You are ChatGPT, a large language model trained by OpenAI. Only generate responses in JSON format. The output JSON must be minified.

A first cleaning step was performed automatically, we removed responses with:

  • invalid JSON
  • JSON with missing fields
  • JSON where the detected ingredient list is not a substring of the original text

A first NER model was trained on this dataset. The model prediction errors on this dataset were inspected, which allowed us to spot the different kind of annotation errors made by ChatGPT. Then, using a semi-automatic approach, we manually corrected samples that were likely to have the error spotted during the inspection phase. For example, we noticed that the prefix "Ingredients:" was sometimes included in the ingredient text span. We looked for every sample where "Ingredients" (and translations in other languages) was part of the ingredient text, and corrected these samples manually. This approach allowed us to focus on problematic samples, instead of having to check the full train set.

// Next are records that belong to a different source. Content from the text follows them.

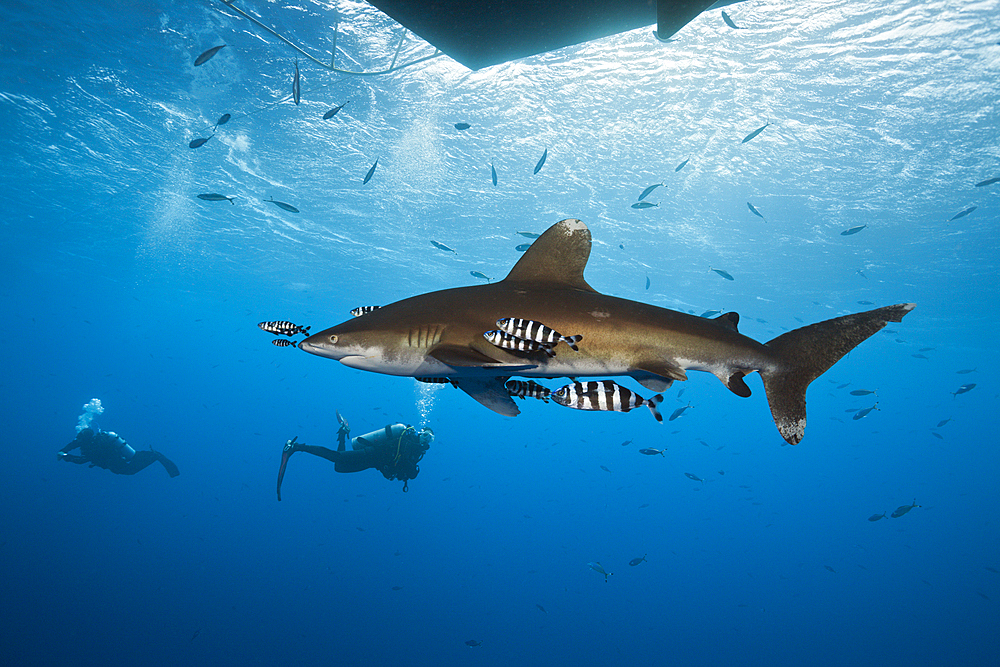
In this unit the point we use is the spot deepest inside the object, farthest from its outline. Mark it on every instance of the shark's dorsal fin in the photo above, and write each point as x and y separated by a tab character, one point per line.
728	320
558	256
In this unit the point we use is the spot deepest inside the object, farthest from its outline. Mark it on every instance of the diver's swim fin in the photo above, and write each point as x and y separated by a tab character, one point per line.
286	454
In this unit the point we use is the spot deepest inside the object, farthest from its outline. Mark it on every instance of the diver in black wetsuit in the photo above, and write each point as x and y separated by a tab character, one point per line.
109	451
394	451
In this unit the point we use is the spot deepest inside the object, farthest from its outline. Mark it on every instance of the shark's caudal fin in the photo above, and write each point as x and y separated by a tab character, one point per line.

These detection rules were mostly implemented using regex. The cleaning script with all rules can be found here.

Once the detected errors were fixed using this approach, a new dataset alpha version was released, and we trained the model on this new dataset.
Dataset was split between train (90%) and test (10%) sets. Train and test splits were kept consistent at each alpha release. Only the test dataset was fully reviewed and corrected manually.

We tokenized the text using huggingface pre-tokenizer with the [WhitespaceSplit(), Punctuation()] sequence. The dataset generation script can be found here.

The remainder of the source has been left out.